Pattern Recognition Receptors (PRRs)
Innate immune receptors that recognize conserved Pathogen-Associated Molecular Patterns (PAMPs) and Damage-Associated Molecular Patterns (DAMPs), triggering inflammatory responses via transcription factors NF-κB and IRFs.
-
Toll-Like Receptors (TLRs)
- Function: Recognize extracellular or endosomal pathogens. Signal mainly via MyD88 to activate NF-κB.
- Key Examples:
- TLR4: On cell surface; recognizes LPS from Gram-negative bacteria.
- TLR2: On cell surface; recognizes peptidoglycan/lipoteichoic acid from Gram-positive bacteria.
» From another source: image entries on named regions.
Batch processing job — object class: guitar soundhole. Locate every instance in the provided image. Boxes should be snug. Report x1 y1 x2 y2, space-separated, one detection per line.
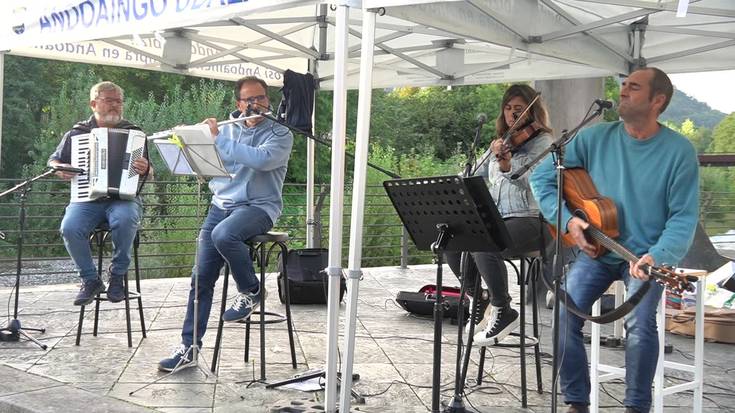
574 209 589 222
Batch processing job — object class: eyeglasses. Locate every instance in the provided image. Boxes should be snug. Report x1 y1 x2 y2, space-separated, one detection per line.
95 98 122 105
238 95 268 103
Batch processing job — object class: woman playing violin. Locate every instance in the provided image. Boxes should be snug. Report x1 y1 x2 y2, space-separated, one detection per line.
447 84 552 345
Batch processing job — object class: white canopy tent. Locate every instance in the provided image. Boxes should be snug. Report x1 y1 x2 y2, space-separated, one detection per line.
0 0 735 411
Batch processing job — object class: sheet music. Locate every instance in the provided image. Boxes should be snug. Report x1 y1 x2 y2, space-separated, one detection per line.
153 138 194 175
153 124 231 177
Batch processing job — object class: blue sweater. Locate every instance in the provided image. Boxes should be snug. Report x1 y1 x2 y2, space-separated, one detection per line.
531 122 699 265
209 112 293 224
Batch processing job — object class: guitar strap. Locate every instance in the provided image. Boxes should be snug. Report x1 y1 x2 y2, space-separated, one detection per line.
541 260 651 324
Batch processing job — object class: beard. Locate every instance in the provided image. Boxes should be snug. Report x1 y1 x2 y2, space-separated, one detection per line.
99 113 122 125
- TLR3, 7, 8: In endosomes; recognize viral nucleic acids (dsRNA, ssRNA).
-
NOD-Like Receptors (NLRs)
- Function: Cytosolic sensors of intracellular pathogens and cell damage.
- Key Examples:
- NOD2: Recognizes bacterial peptidoglycan. Mutations are strongly associated with Crohn’s disease.
- NLRP3 Inflammasome: A cytosolic complex activated by diverse DAMPs (e.g., uric acid crystals). Its activation leads to caspase-1 activation, which cleaves pro-IL-1β into active IL-1β. This pathway is central to the inflammation seen in gout.
-
RIG-I-Like Receptors (RLRs)
- Function: Cytosolic sensors specializing in viral RNA. Their activation is crucial for producing Type I Interferons (IFN-α/β).
- Key Example:
- RIG-I: Recognizes specific RNA structures common in viral genomes (e.g., 5’-triphosphate RNA).
-
High-Yield Associations
- TLR4 Deficiency: Increased susceptibility to Gram-negative sepsis.
- NOD2 Mutation: Increased risk for Crohn’s disease, particularly ileal disease.
- NLRP3/Inflammasome: Gout (activated by uric acid crystals), autoinflammatory syndromes.